Luton has recorded the biggest percentage rise in house prices among major UK towns and cities over the past year, while all 10 top performers are in south-east England, according to Halifax.
Large property price rises in central London over the past few years have led to growing numbers of people seeking property in more affordable areas within commuting distance of the capital, Halifax housing economist Martin Ellis said yesterday.
He added: “A few towns have experienced price falls, with the biggest in Aberdeen. It is highly dependent on the North Sea oil and gas sector. The substantial fall in oil prices in the past couple of years has hit the industry hard, with adverse impact on demand for homes in the area. Price declines elsewhere have been modest.”
Aberdeen’s average house prices are down by 6.9% on a year ago, at £203,425, according to Halifax.

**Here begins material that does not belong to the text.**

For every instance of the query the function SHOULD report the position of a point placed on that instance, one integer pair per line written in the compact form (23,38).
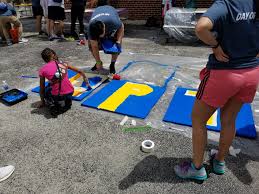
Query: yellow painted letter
(118,97)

The city’s weaker market was highlighted by Church of Scotland officials recently knocking thousands of pounds off the asking price of a mansion in Rubislaw Den South that was expected to become Scotland’s first £1million-plus manse.
Halifax lists Inverness among the five major towns or cities in the UK with the weakest or negative growth, with average prices in the Highland capital nearly 1% lower at £180,056.
Bob Fraser, senior property partner at Aberdeen-based law firm Aberdein Considine, said the figures reflected a “tough year” for sellers in the north-east.
“As with any market, 2016 has been about supply and demand,” Mr Fraser said, adding: “There is a lot of supply because a number of people leaving the area because of work commitments elsewhere. As a result, demand has been suffering. That said, we are beginning to see signs of a recovery in Aberdeen and its immediate surrounding areas, such as Kingswells and Westhill.
“These were the first areas to suffer due to the oil crisis and they look like being the first to recover. These are grounds for optimism as we head into 2017.”
Meanwhile, lender Nationwide says the Scottish market as a whole remains “relatively subdued”, with prices up 2.2% over the year.